アナリストカンファレンス問答集

アナリストカンファレンス問答集

コラム73

「アナリストカンファレンス」(25年3月8日、日本ラグビーフットボール協会主催)は、無事終了。事後アンケートの結果はまだ届いていないが、大変好評と聞いていて一安心。1年前に比べて、私も楽しむことができました。ウェビナーの場合、講師は参加者の顔が見えない。普段のオンライン会議とは異なり、相手の反応が分からないので前回は話しにくかったのだが、今回は講師同士でおしゃべりをする感覚で進めることができた。参加者からの質問はチャットで届くので、余裕がある際にはそれを読み上げたり、チャットで答えたり。ラジオパーソナリティの気分を味わった。

昨年も参加した知り合い(元アナリスト)からは「質問のレベルが上がりましたね」との感想をもらった。確かにその通り。この場で、それらの質問をいくつか紹介したい。

(質問)プレースキックの成功率が、去年のシーズンと比較して落ちているとのお話がありましたが、その要因として、ショットクロックの導入(トライを与えられてから、60秒以内に蹴らなくてはいけないという新ルール)にあるのではないですか。

(回答)鋭いご指摘です。統計から断定はできませんが、その要因はあると推測されます。

(質問)プロのアナリストはどのようなソフトを使っているのですか。

(回答)リーグワンチームでは、1チームを除いて全チームがスポーツコードというソフトウェアを使っています。またBIツールとして、タブローを使うアナリストが増えています。

(質問)どうやってプロのアナリストになるのですか。

(回答)以前は、元選手がスタッフとして残ってアナリストになる例が多かったですが、最近では大学ラグビー部で学生アナリストとして経験を詰んだ人材が、リーグワンチームにプロとして入団するケースが増えています。その場合、在学中にインターンとして採用された上で、入団することが多いようです。ちなみに私(柴谷)の場合は、各チームに履歴書、職務経歴書を送り、面談を依頼しました。当時、アナリストがいなかった東芝に採用されました。

(質問)小中学生向けのラグビースクールでも、こうした分析をしているチームはありますか。

(回答)私(柴谷)の知る限りではないです。ただし、チームの方針に沿って、単純なスタッツを算出し、選手に示すのは有効だと思います。

(質問)イチローさんが、メジャーリーグの名球界入りをした際の報道で、今の選手は分析に関する情報が多過ぎて、感性が鈍ってしまうとの警鐘を鳴らしていましたが、ラグビー界においてはその傾向はありますか?

(回答)私(柴谷)が経験したことでは、試合前に、選手に情報を与え過ぎてしまうことで、パフォーマンスが落ちることがありました。

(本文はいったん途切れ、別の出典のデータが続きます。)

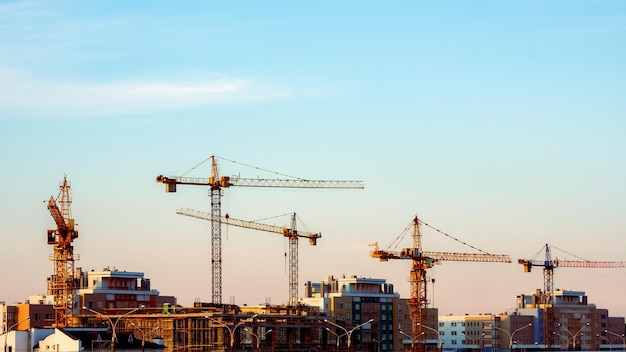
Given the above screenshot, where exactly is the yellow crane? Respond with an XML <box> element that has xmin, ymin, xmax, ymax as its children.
<box><xmin>370</xmin><ymin>216</ymin><xmax>511</xmax><ymax>352</ymax></box>
<box><xmin>156</xmin><ymin>155</ymin><xmax>365</xmax><ymax>304</ymax></box>
<box><xmin>176</xmin><ymin>208</ymin><xmax>322</xmax><ymax>306</ymax></box>
<box><xmin>517</xmin><ymin>243</ymin><xmax>626</xmax><ymax>348</ymax></box>
<box><xmin>47</xmin><ymin>176</ymin><xmax>78</xmax><ymax>327</ymax></box>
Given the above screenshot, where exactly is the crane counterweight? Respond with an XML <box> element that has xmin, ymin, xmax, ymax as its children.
<box><xmin>370</xmin><ymin>216</ymin><xmax>511</xmax><ymax>352</ymax></box>
<box><xmin>156</xmin><ymin>155</ymin><xmax>364</xmax><ymax>304</ymax></box>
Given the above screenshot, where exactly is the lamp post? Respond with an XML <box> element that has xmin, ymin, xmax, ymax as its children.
<box><xmin>130</xmin><ymin>323</ymin><xmax>159</xmax><ymax>352</ymax></box>
<box><xmin>489</xmin><ymin>323</ymin><xmax>533</xmax><ymax>352</ymax></box>
<box><xmin>83</xmin><ymin>304</ymin><xmax>146</xmax><ymax>352</ymax></box>
<box><xmin>417</xmin><ymin>323</ymin><xmax>444</xmax><ymax>351</ymax></box>
<box><xmin>596</xmin><ymin>334</ymin><xmax>613</xmax><ymax>351</ymax></box>
<box><xmin>324</xmin><ymin>319</ymin><xmax>374</xmax><ymax>352</ymax></box>
<box><xmin>552</xmin><ymin>331</ymin><xmax>572</xmax><ymax>349</ymax></box>
<box><xmin>204</xmin><ymin>314</ymin><xmax>258</xmax><ymax>351</ymax></box>
<box><xmin>558</xmin><ymin>322</ymin><xmax>590</xmax><ymax>350</ymax></box>
<box><xmin>3</xmin><ymin>317</ymin><xmax>30</xmax><ymax>352</ymax></box>
<box><xmin>243</xmin><ymin>328</ymin><xmax>272</xmax><ymax>350</ymax></box>
<box><xmin>461</xmin><ymin>332</ymin><xmax>485</xmax><ymax>351</ymax></box>
<box><xmin>604</xmin><ymin>330</ymin><xmax>626</xmax><ymax>351</ymax></box>
<box><xmin>326</xmin><ymin>328</ymin><xmax>345</xmax><ymax>352</ymax></box>
<box><xmin>372</xmin><ymin>339</ymin><xmax>386</xmax><ymax>352</ymax></box>
<box><xmin>398</xmin><ymin>330</ymin><xmax>415</xmax><ymax>351</ymax></box>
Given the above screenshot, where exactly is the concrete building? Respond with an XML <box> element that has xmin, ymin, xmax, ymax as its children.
<box><xmin>510</xmin><ymin>289</ymin><xmax>626</xmax><ymax>350</ymax></box>
<box><xmin>301</xmin><ymin>276</ymin><xmax>438</xmax><ymax>351</ymax></box>
<box><xmin>439</xmin><ymin>314</ymin><xmax>537</xmax><ymax>351</ymax></box>
<box><xmin>76</xmin><ymin>268</ymin><xmax>176</xmax><ymax>309</ymax></box>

多くのチームでは、対戦相手や戦術に関する情報は、週の最初の段階で選手に与え、練習を重ねるごとに減らしていくという工夫をしています。なお、イチローさんが言及している野球界における分析は、バッティングやピッチングの技術に関する情報だと思われます。ラグビーにおける分析情報は、技術に関するものは非常に少ないです。なので、当面は野球界のような状況になることはないと思われます。

最後の質問は、難しい問題。野球界では、投球時に肘を何度以上あげると、故障の確率が何%上がるというところまで研究が進んでいる。ラグビーでは、そこまでの情報はまだない。ただし、こうしたスキルに関する分析は、私が大学院で研究した分野であり、測定技術の進歩とともに、今後ラグビー界にも確実に広まっていく。どのように付き合っていくべきなのか、各チームが試行錯誤をしていくことになると思う。アナリストカンファレンスでも、いずれこちらの分析を取り上げるのも良いかもしれない。